STUDIO CONSTRUCTS FOR TEACHING AND LEARNING

C.M. Magee

The George Washington University, Graduate School of Education and Human Development (UNITED STATES)
This qualitative research study was prompted by the global necessity for education to focus upon the development of collaborative problem solving skills to address issues facing the human race that transcend culture and geography Issues of a global economy, caring for the environment, solving issues of hunger and disease and the quest for peaceful means for settling disputes all require a movement away from industrial-based education to collaborative-information based education. The objectives of this research study were to formulate a theoretical framework, understand the environmental factors and teacher dispositions necessary to create a studio learning environment for all subject content areas that fosters high level critical thinking and problem solving skills necessary for students to become engaged in addressing the issues of a global society.

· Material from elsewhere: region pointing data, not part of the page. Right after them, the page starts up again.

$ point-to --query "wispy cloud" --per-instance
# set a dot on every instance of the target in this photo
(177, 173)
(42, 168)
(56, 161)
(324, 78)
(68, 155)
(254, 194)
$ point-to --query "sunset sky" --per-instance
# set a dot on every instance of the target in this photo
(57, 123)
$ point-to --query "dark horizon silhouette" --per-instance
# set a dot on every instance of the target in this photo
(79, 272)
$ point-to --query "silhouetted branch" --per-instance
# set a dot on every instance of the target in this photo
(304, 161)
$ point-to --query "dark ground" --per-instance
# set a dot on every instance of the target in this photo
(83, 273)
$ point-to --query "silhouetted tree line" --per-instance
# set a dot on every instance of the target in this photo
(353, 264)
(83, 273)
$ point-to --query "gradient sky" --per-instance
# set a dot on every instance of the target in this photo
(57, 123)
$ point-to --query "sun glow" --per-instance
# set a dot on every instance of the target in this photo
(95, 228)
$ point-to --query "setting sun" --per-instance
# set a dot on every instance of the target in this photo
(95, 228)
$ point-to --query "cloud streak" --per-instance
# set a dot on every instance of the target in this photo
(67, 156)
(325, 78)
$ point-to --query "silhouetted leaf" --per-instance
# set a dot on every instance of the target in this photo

The study focused on an arts-based pre-school inspired by Reggio Emilia and a science-based studio used for teaching physics in a higher education classroom at MIT. A multi-faceted theoretical lens was constructed to analyze data blending: The Theory of Multiple Intelligences, the ethics of caring, Studio Thinking Frameworks, and Universal Design for Learning (UDL). The study took place over the course of a semester, using observation and interview to gain a holistic understanding of studio that served as a foundation in to constructing a blended theory studio model. The study revealed that the studio environment is conducive to active problem solving at the earliest and the highest grade levels.

The emergent themes revealed through this research study found that studio classrooms support:
a) egalitarian practice in the classroom,
b) active individualized student-centered learning and engagement,
c) multiple ways of acquiring and applying knowledge
d) seamless embedding of accommodations and technology,
e) collaboration and community and,
f) comfort and caring.

This study is significant in showing that a studio model for teaching and learning can create an environment that is flexible in serving the needs of a diversity of students while supporting the acquisition of 21st Century learning skills that include higher level abstract thinking, critical thinking and problem solving.